First, effective models of integration have robust evidence of effectiveness. New collaborative primary care models of integration boast a growing number of randomized controlled trials showing effectiveness in delivering evidence-based care with improved outcomes for primary care patients with common BH conditions. A particularly prominent model (IMPACT), uses collaborative care managers to follow-up with patients who have positive screenings for mental health and substance abuse disorders. These care managers offer counseling and algorithm-based follow-up on medications. Organizations such as the AIMS Center at the University of Washington offer free resources and training for physicians, administrators and care managers about implementation.
Second, insurers are beginning to reimburse for primary care collaborative care management services. In 2018, Medicare officially adopted several new billing codes for the time spent by the BH care manager. In a recently published micro-simulation study, Duke’s John Williams and collaborators found that in a variety of practice types the new codes could financially sustain the added services and actually increase net practice revenues. As we presented during the special symposium, various states such as New York are adopting new Medicaid initiatives to allow payment for integrated services. For more about BH Integration and ACO's, read here.

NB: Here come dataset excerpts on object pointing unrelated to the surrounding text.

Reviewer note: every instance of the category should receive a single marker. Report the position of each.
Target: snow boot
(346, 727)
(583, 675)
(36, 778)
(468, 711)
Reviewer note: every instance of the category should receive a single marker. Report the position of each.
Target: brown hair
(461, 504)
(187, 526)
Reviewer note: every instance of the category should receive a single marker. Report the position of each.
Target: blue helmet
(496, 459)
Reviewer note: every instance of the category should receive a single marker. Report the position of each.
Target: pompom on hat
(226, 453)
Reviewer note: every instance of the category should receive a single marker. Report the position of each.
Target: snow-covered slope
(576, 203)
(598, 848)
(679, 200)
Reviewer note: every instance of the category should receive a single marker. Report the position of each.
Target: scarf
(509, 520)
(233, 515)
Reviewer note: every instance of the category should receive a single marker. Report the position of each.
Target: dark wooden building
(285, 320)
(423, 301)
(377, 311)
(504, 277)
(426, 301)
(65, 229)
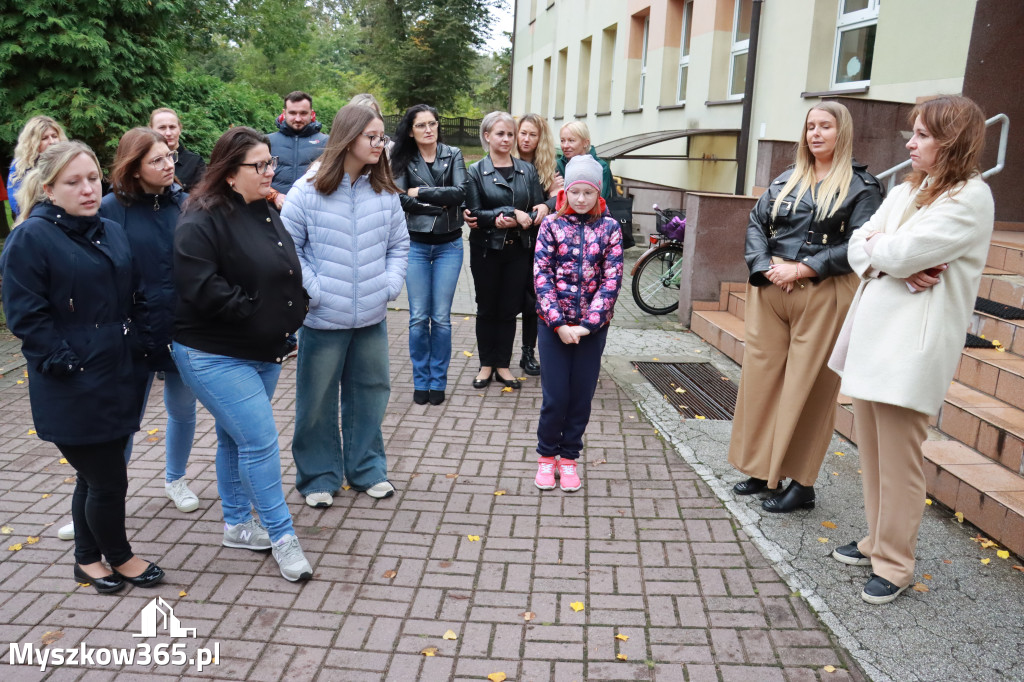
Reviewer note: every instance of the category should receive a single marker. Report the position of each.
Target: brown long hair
(958, 126)
(134, 145)
(227, 154)
(348, 124)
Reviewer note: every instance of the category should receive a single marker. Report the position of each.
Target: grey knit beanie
(584, 169)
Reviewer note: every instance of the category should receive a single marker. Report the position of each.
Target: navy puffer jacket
(68, 293)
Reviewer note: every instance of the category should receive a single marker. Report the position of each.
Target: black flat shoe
(750, 486)
(510, 383)
(104, 585)
(795, 497)
(152, 576)
(528, 361)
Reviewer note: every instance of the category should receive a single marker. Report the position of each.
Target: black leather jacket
(487, 196)
(437, 207)
(795, 235)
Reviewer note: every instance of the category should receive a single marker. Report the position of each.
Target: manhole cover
(695, 389)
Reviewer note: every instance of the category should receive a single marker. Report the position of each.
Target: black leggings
(97, 507)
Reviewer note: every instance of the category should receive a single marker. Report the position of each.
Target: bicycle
(657, 271)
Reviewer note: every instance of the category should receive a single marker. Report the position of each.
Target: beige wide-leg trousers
(785, 409)
(889, 439)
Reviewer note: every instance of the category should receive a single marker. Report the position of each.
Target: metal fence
(458, 131)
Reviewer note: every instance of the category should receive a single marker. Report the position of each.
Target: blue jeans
(238, 393)
(180, 405)
(430, 281)
(347, 367)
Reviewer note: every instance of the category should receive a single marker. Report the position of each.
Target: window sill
(835, 93)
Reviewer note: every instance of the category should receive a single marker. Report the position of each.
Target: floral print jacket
(578, 269)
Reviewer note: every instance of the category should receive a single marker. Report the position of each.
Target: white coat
(900, 347)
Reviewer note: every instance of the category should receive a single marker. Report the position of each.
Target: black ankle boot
(528, 361)
(795, 497)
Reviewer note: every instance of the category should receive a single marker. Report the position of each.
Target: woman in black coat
(432, 178)
(69, 293)
(505, 197)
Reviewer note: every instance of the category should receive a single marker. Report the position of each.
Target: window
(854, 42)
(740, 44)
(684, 52)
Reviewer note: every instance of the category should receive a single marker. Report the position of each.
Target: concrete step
(988, 495)
(1007, 251)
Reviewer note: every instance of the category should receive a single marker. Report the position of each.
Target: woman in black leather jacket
(432, 178)
(800, 289)
(505, 197)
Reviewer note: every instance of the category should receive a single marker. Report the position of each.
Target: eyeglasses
(160, 162)
(262, 166)
(377, 140)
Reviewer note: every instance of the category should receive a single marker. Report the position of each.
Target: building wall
(916, 53)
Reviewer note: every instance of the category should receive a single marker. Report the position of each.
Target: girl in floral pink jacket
(578, 270)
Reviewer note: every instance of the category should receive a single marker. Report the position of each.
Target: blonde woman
(799, 291)
(921, 257)
(38, 133)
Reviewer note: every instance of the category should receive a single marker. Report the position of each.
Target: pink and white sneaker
(568, 477)
(545, 473)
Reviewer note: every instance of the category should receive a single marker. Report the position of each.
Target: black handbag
(621, 209)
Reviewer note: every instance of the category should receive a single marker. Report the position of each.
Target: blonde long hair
(27, 151)
(544, 155)
(837, 182)
(47, 168)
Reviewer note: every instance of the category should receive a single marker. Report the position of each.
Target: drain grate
(696, 389)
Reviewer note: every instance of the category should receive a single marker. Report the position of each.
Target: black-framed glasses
(160, 162)
(377, 140)
(262, 166)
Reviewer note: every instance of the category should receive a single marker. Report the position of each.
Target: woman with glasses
(431, 176)
(146, 202)
(505, 197)
(349, 229)
(241, 300)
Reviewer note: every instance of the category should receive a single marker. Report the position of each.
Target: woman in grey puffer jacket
(349, 230)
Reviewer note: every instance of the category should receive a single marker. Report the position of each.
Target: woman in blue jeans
(147, 202)
(240, 286)
(432, 177)
(349, 229)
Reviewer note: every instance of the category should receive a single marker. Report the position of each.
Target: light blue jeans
(180, 405)
(346, 368)
(430, 282)
(238, 393)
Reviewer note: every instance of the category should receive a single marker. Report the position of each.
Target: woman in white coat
(920, 259)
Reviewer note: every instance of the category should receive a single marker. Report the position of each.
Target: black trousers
(97, 507)
(501, 279)
(568, 379)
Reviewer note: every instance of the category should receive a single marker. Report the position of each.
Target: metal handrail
(890, 175)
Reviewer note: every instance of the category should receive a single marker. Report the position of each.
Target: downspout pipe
(743, 142)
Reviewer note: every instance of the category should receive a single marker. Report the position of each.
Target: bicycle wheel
(655, 286)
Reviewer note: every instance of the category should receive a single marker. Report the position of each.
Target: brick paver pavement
(645, 546)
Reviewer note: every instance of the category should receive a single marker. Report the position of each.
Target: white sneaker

The third major development is the move toward value-based care. As Duke and many other health centers adopt accountable care organization (ACO) frameworks, practices such as the DOC can improve the financial health of the health system by providing services that decrease use of other more costly interventions (like Emergency Department and Hospital care). Hospitals incur a large proportion of their costs in providing medical care for patients with incompletely treated behavioral health conditions. Integration projects such the one at the Duke Outpatient Clinic offer relatively low-cost interventions that hold the potential to move high-cost care out of the hospital, using a team-based multidisciplinary approach.
Online resources to help
The case for behavioral health integration is becoming increasingly easier to implement and sustain. Several sites offer a wealth of resources for practices in various stages of integration. I have included links to these resources below:
The Agency for Healthcare Research and Quality (AHRQ) manages an Integration Academy, which provides a centralized source for behavioral health integration. Their website links to many of the other federal and state organizations involved with integration. They also have an excellent resource called The Playbook that has a step-wise approach to integration. It can be found here. Practices that are integrating must seriously assess the strengths and needs of their organization. An alternative assessment tool is available here. The SAMHSA-HRSA Integration Center offers an array of other resources, including models, finances, operations.
Practices wishing to obtain training for their team members can go to several excellent sites for training. The AHRQ Integration Academy offers webinars. An online certificate program in BH Integration (as well as shorter specific modules) is available from the University of Massachusetts’ Center for Integrated Primary Care. A list of other training opportunities are available here.
Another excellent organization for integration resources is the Collaborative Family Healthcare Association. The CFHA brings together a nationwide network of behavioral health clinicians (health psychologists, social workers, medical family therapists and substance abuse counselors and psychiatrists) and primary care physicians from an array of practice settings. CFHA offers a job center where primary care sites can post new available behavioral health conditions.
Finally, in the important work of financial sustainability, new resources are available at the Farley Policy Institute using the new Cost Assessment of Collaborative Healthcare. By entering details regarding patient population, insurance mix, practice size, and scope of clinical services, practices can develop detailed business models to support behavioral health integration.
With careful attention to these opportunities, Duke can better lead the way in offering comprehensive whole-person care to our patients through integration of behavioral health and primary care.